You can't measure it on the Centre Court speed gun, but in a Wimbledon quarter-final, especially one against Serena Williams that goes to a third set, your strength of mind is just as important as your strength of shot.
As the daughter of a former secret service agent and FBI investigator, Alison Riske is hardly a soft touch on these lawns. For all her mental hardness and hustle, the unseeded American ran smack into arguably the most competitive tennis player of all time, a woman celebrated for her bloody-minded refusal to yield on the Centre Court grass.
When Riske went an early break up in the third set, it looked as though she had every chance of coming from a set down for a fourth time in The Championships, for what would have been her greatest win of all.
But, in the end, it was Williams - who by then had arranged her hair into a bun, perhaps signalling that it was time to get serious - who prevailed 6-4, 4-6, 6-3, putting the 37-year-old just two more matches from equalling Margaret Court's all-time record of 24 Grand Slam singles titles. As Williams put it, she was "playing hard" against this first-time quarter-finalist.

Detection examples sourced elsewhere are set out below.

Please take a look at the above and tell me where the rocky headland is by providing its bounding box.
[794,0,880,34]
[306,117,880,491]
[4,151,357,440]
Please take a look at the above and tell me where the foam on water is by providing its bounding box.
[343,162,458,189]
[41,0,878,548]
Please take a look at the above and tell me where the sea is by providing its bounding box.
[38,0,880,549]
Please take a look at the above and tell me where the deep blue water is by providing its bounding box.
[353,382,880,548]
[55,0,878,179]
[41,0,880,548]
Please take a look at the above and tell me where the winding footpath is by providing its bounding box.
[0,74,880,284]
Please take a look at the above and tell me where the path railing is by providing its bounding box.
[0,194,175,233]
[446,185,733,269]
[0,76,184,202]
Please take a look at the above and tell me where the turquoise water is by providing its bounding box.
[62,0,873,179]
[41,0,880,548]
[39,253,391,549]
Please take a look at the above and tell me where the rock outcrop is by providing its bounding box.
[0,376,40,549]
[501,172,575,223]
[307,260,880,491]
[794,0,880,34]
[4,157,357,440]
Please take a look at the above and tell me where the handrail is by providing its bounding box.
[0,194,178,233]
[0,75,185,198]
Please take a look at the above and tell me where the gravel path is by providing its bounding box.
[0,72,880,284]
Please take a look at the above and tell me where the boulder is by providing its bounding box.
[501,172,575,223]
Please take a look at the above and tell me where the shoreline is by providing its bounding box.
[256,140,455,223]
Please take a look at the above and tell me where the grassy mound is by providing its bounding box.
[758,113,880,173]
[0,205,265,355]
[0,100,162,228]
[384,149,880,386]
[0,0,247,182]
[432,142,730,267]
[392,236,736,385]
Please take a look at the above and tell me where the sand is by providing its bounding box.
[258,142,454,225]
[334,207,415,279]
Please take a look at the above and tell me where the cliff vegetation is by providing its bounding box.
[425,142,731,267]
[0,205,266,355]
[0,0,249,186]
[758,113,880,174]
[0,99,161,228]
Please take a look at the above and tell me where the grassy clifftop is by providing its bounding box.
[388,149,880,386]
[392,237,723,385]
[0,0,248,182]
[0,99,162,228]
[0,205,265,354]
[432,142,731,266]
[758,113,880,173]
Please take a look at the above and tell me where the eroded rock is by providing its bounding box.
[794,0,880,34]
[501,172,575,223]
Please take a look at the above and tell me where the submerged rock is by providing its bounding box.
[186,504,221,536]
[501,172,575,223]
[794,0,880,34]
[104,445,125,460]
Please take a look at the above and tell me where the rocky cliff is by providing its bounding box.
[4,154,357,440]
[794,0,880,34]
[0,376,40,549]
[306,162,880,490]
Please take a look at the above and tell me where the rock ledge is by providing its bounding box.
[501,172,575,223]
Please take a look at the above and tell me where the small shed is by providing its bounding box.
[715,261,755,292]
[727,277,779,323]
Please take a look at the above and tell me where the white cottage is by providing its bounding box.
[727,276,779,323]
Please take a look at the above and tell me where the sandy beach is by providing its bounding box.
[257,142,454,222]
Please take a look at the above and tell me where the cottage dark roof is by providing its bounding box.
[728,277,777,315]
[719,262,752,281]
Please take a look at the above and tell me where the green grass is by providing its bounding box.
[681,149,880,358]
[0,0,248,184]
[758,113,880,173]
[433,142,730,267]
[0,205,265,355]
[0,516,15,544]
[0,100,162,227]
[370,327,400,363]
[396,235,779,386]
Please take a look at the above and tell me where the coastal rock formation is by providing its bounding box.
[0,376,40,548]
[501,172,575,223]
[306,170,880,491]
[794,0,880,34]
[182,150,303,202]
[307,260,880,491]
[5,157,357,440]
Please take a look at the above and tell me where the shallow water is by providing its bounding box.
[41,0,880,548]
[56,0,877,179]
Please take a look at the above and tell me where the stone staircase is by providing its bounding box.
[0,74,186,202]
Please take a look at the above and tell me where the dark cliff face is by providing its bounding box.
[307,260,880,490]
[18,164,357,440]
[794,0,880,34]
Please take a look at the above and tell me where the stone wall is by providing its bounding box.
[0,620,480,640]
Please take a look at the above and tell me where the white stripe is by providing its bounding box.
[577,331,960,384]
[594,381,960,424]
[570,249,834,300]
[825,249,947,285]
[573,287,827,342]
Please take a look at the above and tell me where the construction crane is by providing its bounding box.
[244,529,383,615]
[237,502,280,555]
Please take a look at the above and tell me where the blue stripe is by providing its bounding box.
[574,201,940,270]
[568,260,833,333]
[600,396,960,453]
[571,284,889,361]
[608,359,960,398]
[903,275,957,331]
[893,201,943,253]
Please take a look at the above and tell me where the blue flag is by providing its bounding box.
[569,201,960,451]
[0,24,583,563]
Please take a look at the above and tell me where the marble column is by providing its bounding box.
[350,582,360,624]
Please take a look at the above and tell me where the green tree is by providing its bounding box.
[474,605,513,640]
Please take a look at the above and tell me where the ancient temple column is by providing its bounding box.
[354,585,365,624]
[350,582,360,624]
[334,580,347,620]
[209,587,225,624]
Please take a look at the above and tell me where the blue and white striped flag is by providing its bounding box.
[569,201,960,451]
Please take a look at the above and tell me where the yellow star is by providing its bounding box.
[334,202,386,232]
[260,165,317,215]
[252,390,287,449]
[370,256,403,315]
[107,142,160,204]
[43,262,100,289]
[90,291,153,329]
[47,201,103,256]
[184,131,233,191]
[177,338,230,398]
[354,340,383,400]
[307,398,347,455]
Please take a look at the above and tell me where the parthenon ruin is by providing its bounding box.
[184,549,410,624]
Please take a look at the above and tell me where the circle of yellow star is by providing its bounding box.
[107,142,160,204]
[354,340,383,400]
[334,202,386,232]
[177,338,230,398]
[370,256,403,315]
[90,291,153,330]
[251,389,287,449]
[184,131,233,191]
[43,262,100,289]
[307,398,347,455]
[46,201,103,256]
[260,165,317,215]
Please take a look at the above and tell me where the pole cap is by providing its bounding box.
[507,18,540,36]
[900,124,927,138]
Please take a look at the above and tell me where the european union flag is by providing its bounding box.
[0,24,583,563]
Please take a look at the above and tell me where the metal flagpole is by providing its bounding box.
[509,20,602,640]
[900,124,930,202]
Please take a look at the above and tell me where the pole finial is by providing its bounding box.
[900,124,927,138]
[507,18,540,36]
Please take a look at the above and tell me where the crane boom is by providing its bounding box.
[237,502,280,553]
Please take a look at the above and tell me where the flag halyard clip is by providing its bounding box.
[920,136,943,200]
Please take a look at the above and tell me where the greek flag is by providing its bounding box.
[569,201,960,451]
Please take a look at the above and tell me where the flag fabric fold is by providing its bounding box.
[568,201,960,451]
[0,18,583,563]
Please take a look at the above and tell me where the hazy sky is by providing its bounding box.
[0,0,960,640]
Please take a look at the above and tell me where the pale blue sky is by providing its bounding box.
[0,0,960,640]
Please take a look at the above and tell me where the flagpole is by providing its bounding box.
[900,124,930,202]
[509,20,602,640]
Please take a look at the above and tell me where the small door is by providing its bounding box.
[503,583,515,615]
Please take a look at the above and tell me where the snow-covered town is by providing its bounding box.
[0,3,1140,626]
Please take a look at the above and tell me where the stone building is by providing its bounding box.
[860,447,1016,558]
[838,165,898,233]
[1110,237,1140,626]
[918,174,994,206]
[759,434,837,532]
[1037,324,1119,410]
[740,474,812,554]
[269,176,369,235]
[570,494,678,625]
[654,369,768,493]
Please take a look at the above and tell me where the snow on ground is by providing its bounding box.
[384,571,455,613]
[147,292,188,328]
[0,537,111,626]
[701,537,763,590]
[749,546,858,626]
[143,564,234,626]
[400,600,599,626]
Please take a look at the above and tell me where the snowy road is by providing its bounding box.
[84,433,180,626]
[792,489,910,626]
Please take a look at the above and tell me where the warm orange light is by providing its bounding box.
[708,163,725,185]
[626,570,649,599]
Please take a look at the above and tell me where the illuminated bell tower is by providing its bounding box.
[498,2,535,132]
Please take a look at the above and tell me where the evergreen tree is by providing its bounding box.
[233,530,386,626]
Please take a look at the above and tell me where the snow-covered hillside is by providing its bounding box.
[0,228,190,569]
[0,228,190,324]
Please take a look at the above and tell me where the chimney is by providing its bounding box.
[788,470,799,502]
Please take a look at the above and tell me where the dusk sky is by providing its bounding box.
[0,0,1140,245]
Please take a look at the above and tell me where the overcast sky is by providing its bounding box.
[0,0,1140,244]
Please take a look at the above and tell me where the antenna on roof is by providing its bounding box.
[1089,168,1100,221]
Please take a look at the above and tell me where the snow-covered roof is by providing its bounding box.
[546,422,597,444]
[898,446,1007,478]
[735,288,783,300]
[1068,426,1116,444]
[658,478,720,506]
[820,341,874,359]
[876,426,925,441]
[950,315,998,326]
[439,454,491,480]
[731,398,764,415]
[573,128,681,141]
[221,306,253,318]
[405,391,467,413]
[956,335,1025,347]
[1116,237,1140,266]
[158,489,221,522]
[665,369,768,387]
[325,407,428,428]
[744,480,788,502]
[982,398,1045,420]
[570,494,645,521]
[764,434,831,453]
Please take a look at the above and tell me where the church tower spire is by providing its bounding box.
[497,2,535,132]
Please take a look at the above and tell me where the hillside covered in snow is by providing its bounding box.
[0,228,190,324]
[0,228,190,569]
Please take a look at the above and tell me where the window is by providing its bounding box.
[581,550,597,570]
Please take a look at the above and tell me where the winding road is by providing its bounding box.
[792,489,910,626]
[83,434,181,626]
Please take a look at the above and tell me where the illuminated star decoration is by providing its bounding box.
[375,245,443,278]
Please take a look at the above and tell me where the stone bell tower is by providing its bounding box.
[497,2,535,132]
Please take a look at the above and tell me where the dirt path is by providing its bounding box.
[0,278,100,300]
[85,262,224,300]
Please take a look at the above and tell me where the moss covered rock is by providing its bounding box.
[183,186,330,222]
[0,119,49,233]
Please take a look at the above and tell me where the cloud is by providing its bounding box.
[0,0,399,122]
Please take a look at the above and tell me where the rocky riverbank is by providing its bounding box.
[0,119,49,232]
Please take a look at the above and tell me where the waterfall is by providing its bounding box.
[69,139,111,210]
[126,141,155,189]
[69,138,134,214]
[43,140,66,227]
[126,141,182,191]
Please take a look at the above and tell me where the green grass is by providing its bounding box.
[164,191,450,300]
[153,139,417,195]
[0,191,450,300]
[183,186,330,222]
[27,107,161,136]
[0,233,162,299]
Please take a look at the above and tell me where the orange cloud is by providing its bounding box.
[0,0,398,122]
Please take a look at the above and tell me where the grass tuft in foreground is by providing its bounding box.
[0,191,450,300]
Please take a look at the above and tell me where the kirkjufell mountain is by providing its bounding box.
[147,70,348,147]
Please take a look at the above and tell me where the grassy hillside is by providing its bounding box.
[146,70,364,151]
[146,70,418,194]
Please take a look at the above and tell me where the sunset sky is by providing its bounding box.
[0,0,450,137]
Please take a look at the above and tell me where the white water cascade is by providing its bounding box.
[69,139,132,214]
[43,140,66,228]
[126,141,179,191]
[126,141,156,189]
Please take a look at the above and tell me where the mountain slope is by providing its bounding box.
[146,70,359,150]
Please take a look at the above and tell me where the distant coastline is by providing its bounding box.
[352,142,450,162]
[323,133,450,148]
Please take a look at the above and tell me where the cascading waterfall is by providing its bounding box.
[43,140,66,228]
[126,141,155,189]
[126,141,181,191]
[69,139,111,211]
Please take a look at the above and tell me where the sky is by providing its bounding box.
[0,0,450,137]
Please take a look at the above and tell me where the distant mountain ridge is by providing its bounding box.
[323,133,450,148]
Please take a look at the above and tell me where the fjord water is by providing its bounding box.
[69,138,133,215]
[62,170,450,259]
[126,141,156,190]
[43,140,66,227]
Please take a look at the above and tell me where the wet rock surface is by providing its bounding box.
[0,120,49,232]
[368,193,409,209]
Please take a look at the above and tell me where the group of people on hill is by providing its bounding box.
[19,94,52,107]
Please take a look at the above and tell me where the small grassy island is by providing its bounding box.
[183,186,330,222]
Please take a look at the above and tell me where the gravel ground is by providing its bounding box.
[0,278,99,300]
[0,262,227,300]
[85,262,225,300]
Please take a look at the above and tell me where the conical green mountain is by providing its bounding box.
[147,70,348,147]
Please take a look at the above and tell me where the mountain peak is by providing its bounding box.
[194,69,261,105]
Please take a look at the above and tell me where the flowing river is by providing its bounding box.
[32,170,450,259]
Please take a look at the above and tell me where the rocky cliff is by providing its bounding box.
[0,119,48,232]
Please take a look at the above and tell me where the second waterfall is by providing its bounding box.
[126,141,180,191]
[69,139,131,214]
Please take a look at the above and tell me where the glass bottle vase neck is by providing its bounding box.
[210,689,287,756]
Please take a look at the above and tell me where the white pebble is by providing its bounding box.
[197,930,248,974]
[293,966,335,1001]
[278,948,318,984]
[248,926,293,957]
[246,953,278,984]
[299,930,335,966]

The very year that the umpires at Wimbledon drop the 'Miss' and 'Mrs' when announcing the score, there has been much interest in Riske's marital status, ahead of her wedding the weekend after next. Riske has been the very opposite of a bridezilla this Fortnight, with her focus very much on her tennis, instead of her wedding planning, and she took it to Williams on Centre Court in a spirited, pulsating match that lasted a minute over two hours.
Playing against Williams on this rectangle of grass, with a place in the Wimbledon semi-finals as the prize, is an experience that would unnerve most. But not Riske. Only once did she look at all disorientated, which was when she lost track of the score midway through the opening set and started to walk towards her chair, thinking that game was over. Easily done. The rest of the time, Riske showed great poise in the biggest occasion of her tennis life.
In the politest possible way - with no hint of animosity - there had been plenty of fighting talk ahead of their first meeting. "I'm ready for a war," Riske had suggested, while Williams had said of her opponent: "She's a fighter on the court." Anyone who came back from a set down in three of her first four matches, including against the Australian top seed Ashleigh Barty in the fourth round, isn't lacking for mental fortitude.
Riske had played more than nine hours of tennis to make the last eight, which was more than any other quarter-finalist. By contrast, Williams had spent less time on court than anyone else in that octet, with a little over five hours of competitive play from her first four matches.
While outside the 32 seeds, Riske feels at ease on a grass court, and going into this quarter-final she had won 14 of her 15 matches on the surface this season, with that success bringing her a WTA title in the Netherlands last month. Certainly, she had played much more on grass this year than Williams, who followed her usual routine of skipping all warm-up tournaments.

While Riske twice led by a break, it was Williams who took the opening set. Would Riske come back from a set down once again? She certainly didn't disappear from view, breaking for 5-4 in the second set and then serving it out to love.
While Riske broke in the opening game of the third set, Williams immediately had parity. They exchanged a couple more breaks, before Williams went 5-3 ahead when Riske double faulted on break point. Williams completed her win with an ace, a great roar and then a smile.